I believe that Organic search or SEO is not
going anywhere since it is obvious that consumers trust naturally higher
ranking websites that have more popularity, but is PPC, Pay
Per Click dying? Advertisers pay search engines per click on their ads. The
incentive for PPC doesn’t stand as significant when presented with other
options. In its earlier stage of utilization, PPC had more of a safety net
since it was new and untested. The
direct click would then give direct compensation, thus, little risk was involve
for companies. In the audiencebloom.com
article, Supply Demand PPC Dying Future Paid Search Ads, linked in the
Forbes.com article, marketers
explain how “the cost, appeal of ads, and competitive landscape of PPC have all
played a role in deteriorating its feasibility as a long term strategy.” It continues in explaining how Google’s
pricing for PPC has made it more costly for marketers. The article explains
that “at its inception, search marketers were able to choose almost any keyword
they wanted and could fit into a reasonable budget.” The article continues in its clarification of
how “today, Google offers a bid-based system, in which multiple advertisers can
bid a specific amount for advertising on KWR page of a given keyword.” In
essence, the more an individual bids, the better chance they will have at being
higher on the marketing latter.
Inevitably, this tactic makes PPC more expensive since the price is
driven up as a result of this bid based system.
This standing as the case, you are required to spend more money in PPC
while your conversation and customer values remain constant. Thus, the PPC
market is a, as stated by the article, a “break-even or net loss” tool.
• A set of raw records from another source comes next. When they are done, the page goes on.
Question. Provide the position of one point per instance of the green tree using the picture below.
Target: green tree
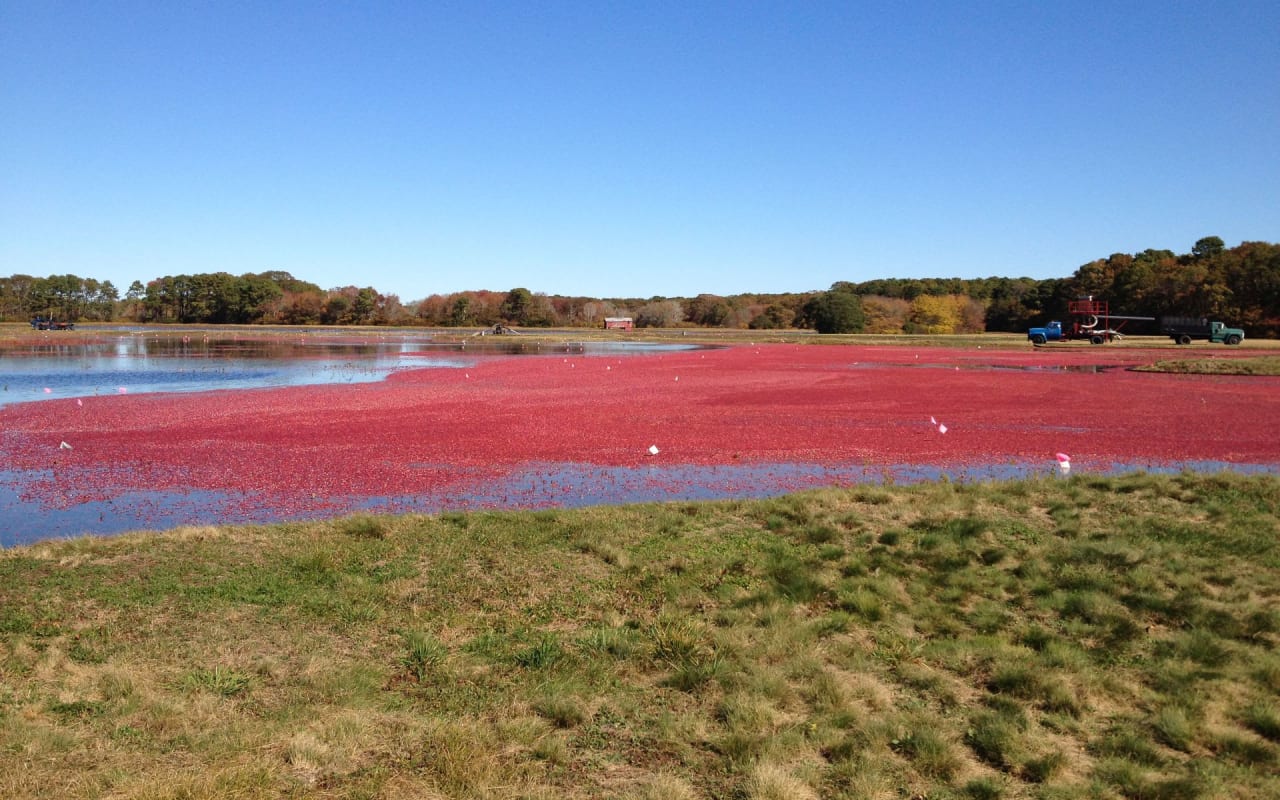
(833, 311)
(460, 314)
(517, 305)
(1208, 247)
The other fault in PPC stands in its competition
for ads. Since large and small marketers
want to advertise in the digital market, space is limited. Competitors are forced to go up against each
other in “scramble to the top of paid search results.” This, in essence, makes securing relevant
keywords for your business difficult.
Also, the allocation of resources toward acquiring top spots for these
key words puts stress on budgetary restriction for businesses and may strain
smaller group, squeezing them out of contention. The value results as minimal, since the types
of traffic generated through businesses when the pay for a PPC ad essentially results
in paying for a one “time customer.”
Interestingly, a glass half full outlook is presented when looking at
Bing’s and Yahoo’s combination of search engine algorithms and paid ad
management platforms. This option is
fascinating since Bing’s and Yahoo’s combined market share of search traffic is
less than one third of all search traffic generated. For smaller businesses or savvy powerhouses,
Bing’s and Yahoo’s partnership makes PPC more viable means to advertising. This is mainly due to lower cost and less
competition. There are, however, organic
forms of paid advertising like Vevo ads on Youtube.com, and ads on streaming
sites for each played stream or time within the stream are prevalent. These direct ads may market to consumers in a
more efficient and effect manner, since they may be placed in relevant
advertisement spots. An example of this
would be the advertising of a music award show before a music video plays on a
streaming website. This allows
advertisers to directly connect with individuals interested in their content.
In conclusion, although PPC campaigns are have
been more expensive since it first launched, it has actually gotten more
popular despite all of the competition. 72%
of businesses surveyed in 2014 said that they planned to spend more on PPC,
which is up 2% from the previous year.